READ MORE: Uvalde shooting may spur action in Texas Legislature – with one big exception

Then they marched. The advocates’ asks are the same as they have been for months and, in some cases, years — raise the age to purchase an assault-style weapon from 18 to 21; pass “red flag” laws to take guns away from people deemed a danger to themselves or others; require background checks for all gun purchases.

They chanted: “Not one more.” “Raise the age.” “21 for 21.”

Texas’ Republican leaders have rejected any legislation that would roll back gun access, calling those efforts an infringement on Second Amendment rights. Instead, they’re focusing on mental health and physical security in schools, like door locks.

Gov. Greg Abbott designated “school safety” as an emergency item this legislative session, but he has not yet proposed anything specific.
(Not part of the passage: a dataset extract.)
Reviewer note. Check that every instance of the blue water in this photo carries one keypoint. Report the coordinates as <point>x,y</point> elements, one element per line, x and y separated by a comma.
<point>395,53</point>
“We cannot let another school year go by without making our schools safer,” Abbott said during his State of the State address earlier this month.

That’s not enough, gun safety advocates and lawmakers said from the Capitol steps on Tuesday, with the Uvalde and Santa Fe families standing behind them.

RELATED: Uvalde, Santa Fe families rally for gun safety bills on five-year anniversary of Parkland massacre

“Greg Abbott has done nothing to protect me or my friends,” Caitlyne said through tears.

She recalled the horrors of May 24: The gunman jiggled the handle on her classroom door and shot through it. A bullet flew over her head.

She heard her best friend, Jackie Cazares, scream from a nearby classroom. She had just hugged her at an awards ceremony that morning.

She had hugged Eliahna Torres, too, and promised to call her friend after school. She never got the chance.

Caitlyne was terrified. Hundreds of police flooded the school, but they didn’t confront the gunman for 77 minutes. She escaped through a broken window, running barefoot to a funeral home across the street.

“I shouldn't have to be here speaking,” Caitlyne said. “I’m only 10 years old.”

Arnulfo Reyes, a Uvalde teacher who was injured in the Robb Elementary shooting, was next to speak. He denounced any proposals that would ask teachers to carry guns at school.

“As teachers, our focus is to keep our children out of harm's way,” he said. “The teacher bringing a gun to school would make it feel like a war zone.”

Senate Democrats filed a bill on Monday addressing the advocates’ demands. Senate Bill 1274 would raise the age to purchase an assault-style weapon; require universal background checks; institute a 72-hour “cooling off” period after a firearm purchase; and enact a red flag law.

It has little chance of advancing in the conservative Senate led by Lt. Gov. Dan Patrick.

In the House, state Rep. Ryan Guillen, R-Rio Grande City, introduced a bill on Tuesday that would allow high schools to offer an elective course on firearm safety. Guillen was appointed last week as chair of the newly formed House Select Committee on Community Safety, which will handle all gun-related proposals this legislative session.